RM4: Ocean Current Turbine
The Reference Model Project (RMP), sponsored by the U.S. Department of Energy (DOE), was a partnered effort to develop open-source MHK point designs as reference models (RMs) to benchmark MHK technology performance and costs, and an open-source methodology for design and analysis of MHK technologies, including models for estimating their capital costs, operational costs, and levelized costs of energy. The point designs also served as open-source test articles for university researchers and commercial technology developers. The RMP project team, led by Sandia National Laboratories (SNL), included a partnership between DOE, three national laboratories, including the National Renewable Energy Laboratory (NREL), Pacific Northwest National Laboratory (PNNL), and Oak Ridge National Laboratory (ORNL), the Applied Research Laboratory of Penn State University, and Re Vision Consulting.
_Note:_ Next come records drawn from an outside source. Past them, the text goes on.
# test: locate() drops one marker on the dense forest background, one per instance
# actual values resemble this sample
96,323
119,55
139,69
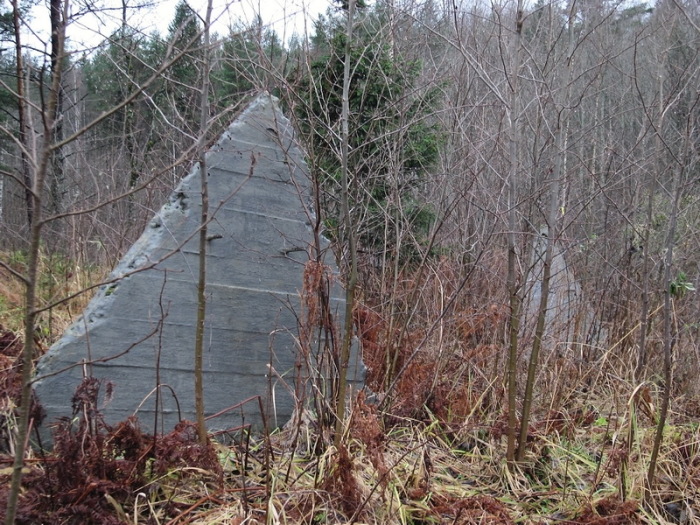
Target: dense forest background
510,188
Reference Model 4 (RM4) is a ?flying-wing? ocean current turbine concept intended for deployment in the Gulf Stream off the southeast coast of Florida. The RM4 device has four rotors, with a rotorless center nacelle housing the power electronics, attached on a straight wing 120 m long. The device is designed to be submerged ~50 m below the surface and is moored to the seabed. The RM4 uses buoyancy within the wing and the five nacelles to maintain its position in the water column. Each rotor has a diameter of 33 m and has a 1-MW power rating, yielding a total device rated power of 4 MW. The rotors on the left and right side of the wing rotate in opposite directions in order to balance the torque applied to the device. The rotorless center nacelle housing the power electronics serves to condition the power generated by the rotors before it is delivered to the grid.